100 Background: To identify prostate cancer (CaP) with high recurrence risk after Radical Prostatectomy (RP) is a challenge. FGFR1 (Fibroblast Growth Factor Receptor 1) plays a critical role in prostate development and tumorigenesis. In this study, we explored the possibility of using FGFR1 fluorescence in situ hybridization (FISH) to predict recurrence after RP in the Formalin fixed paraffin embedded (FFPE) tissue from CaP patients. Methods: FFPE histological specimens from 52 RP cases were evaluated with FGFR1 (8p12) / CEP 8 probe mix. While 32 of the 52 patients recurred within 5 years (PSA progression or death of disease), and 20 remained disease-free with 8 to 15 years. Median age of patients was 62 with Gleason Score range from 4 to 9. Percent of FGFR1 gain and FGFR1 loss per specimen, as well as mean number of FGFR1 signals per specimen were calculated. CEP8 was used as a control to assess hybridization quality. Statistical analysis (Cox Proportional Hazards model) was conducted using SAS 9.2. Results: Survival analysis demonstrated that percent FGFR1 loss in a specimen could identify recurrent CaP with the Harzard Ratio (HR) of 3.34 (p=0.0011), which indicated that the risk of recurrence for FGFR1 loss-positive group is 3.34 times than that for FGFR1 loss-negative group.
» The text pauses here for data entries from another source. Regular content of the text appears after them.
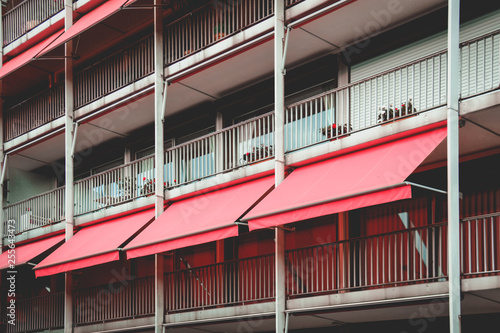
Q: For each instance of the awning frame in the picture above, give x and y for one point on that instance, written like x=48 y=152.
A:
x=349 y=196
x=183 y=236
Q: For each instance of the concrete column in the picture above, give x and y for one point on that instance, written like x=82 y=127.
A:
x=159 y=86
x=279 y=142
x=68 y=137
x=453 y=160
x=279 y=90
x=159 y=292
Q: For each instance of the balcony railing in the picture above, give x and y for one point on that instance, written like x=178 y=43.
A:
x=115 y=186
x=28 y=15
x=114 y=72
x=193 y=32
x=229 y=283
x=115 y=301
x=480 y=243
x=41 y=210
x=34 y=112
x=211 y=23
x=38 y=314
x=395 y=258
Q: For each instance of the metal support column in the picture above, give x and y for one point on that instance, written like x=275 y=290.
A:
x=159 y=292
x=279 y=90
x=279 y=242
x=69 y=182
x=159 y=87
x=453 y=172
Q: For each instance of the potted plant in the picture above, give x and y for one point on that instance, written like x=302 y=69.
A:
x=219 y=31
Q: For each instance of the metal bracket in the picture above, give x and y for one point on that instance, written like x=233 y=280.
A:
x=285 y=50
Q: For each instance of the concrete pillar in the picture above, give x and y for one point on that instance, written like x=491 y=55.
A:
x=159 y=292
x=279 y=105
x=453 y=160
x=69 y=183
x=279 y=242
x=159 y=87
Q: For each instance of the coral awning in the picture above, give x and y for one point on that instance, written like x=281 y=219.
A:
x=199 y=219
x=94 y=245
x=24 y=253
x=367 y=177
x=87 y=21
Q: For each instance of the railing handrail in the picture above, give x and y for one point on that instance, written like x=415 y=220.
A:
x=215 y=133
x=113 y=54
x=57 y=85
x=51 y=295
x=36 y=196
x=105 y=286
x=388 y=71
x=228 y=262
x=115 y=168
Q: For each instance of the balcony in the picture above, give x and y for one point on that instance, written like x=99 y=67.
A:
x=411 y=256
x=28 y=15
x=402 y=92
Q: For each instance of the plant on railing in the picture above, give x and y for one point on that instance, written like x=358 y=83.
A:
x=258 y=152
x=335 y=130
x=385 y=114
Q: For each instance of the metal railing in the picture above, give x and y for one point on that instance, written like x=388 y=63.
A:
x=28 y=15
x=34 y=112
x=247 y=142
x=480 y=244
x=38 y=314
x=210 y=23
x=228 y=283
x=394 y=258
x=114 y=72
x=38 y=211
x=114 y=301
x=115 y=186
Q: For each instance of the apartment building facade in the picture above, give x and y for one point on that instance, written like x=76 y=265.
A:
x=249 y=166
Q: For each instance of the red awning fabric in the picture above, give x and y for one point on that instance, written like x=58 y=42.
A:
x=94 y=245
x=24 y=253
x=61 y=37
x=200 y=219
x=27 y=56
x=363 y=178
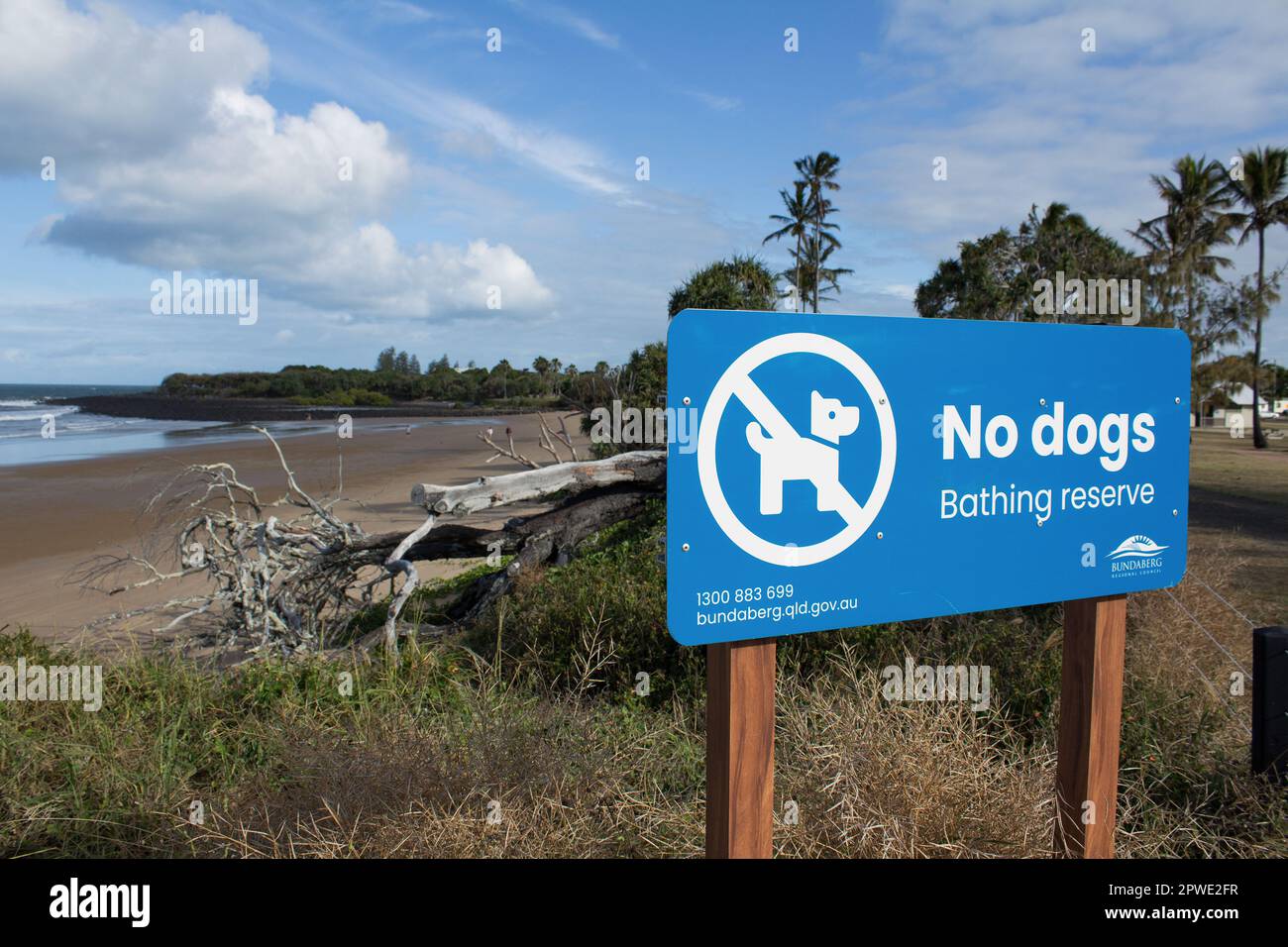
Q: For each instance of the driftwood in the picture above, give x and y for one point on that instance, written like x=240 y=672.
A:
x=279 y=581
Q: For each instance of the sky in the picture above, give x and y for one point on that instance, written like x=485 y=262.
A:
x=520 y=167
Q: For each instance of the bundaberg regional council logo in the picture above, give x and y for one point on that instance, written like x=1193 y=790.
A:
x=1136 y=556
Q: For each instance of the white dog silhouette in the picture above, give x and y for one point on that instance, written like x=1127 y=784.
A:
x=804 y=459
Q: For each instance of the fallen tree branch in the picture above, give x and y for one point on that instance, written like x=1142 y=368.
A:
x=278 y=583
x=635 y=467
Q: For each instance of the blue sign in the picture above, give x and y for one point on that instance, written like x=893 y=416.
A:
x=837 y=471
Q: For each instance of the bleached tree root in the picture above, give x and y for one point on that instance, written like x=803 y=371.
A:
x=278 y=582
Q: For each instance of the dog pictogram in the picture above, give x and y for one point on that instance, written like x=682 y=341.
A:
x=805 y=459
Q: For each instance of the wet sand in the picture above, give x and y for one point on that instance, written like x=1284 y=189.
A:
x=55 y=517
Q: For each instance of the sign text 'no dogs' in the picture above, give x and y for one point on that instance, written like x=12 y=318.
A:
x=855 y=470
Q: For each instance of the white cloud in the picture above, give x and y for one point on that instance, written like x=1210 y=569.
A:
x=172 y=162
x=571 y=21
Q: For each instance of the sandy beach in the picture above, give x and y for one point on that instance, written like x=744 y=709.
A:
x=55 y=517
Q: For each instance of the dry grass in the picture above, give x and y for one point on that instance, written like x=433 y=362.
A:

On the other hand, survival analysis of the percent FGFR1 gain showed that FGFR1 gain (amplification) is favorable for survival with HR of 0.36 (p=0.0043), which indicated that the risk of recurrence for FGFR1 gain-positive group is 0.36 times than that for FGFR1 gain-negative group. By using mean FGFR1 signals per specimen in the Kaplan-Meier analysis, the patient specimens stratified into three distinct groups (overall logrank p=0.0011): normal for FGFR1, FGFR1 gain (more favorable outcome), and FGFR1 loss (highest risk of recurrence). Conclusions: This study shows the utility of FGFR1 copy number abnormalities in CaP. Our results indicate that gain and loss of FGFR1 may have a different effect on disease recurrence. Therefore, FGFR1 FISH may provide predictive value for CaP recurrence in post RP patients, either by itself, or as an adjunct to the currently clinical prognostic indicators.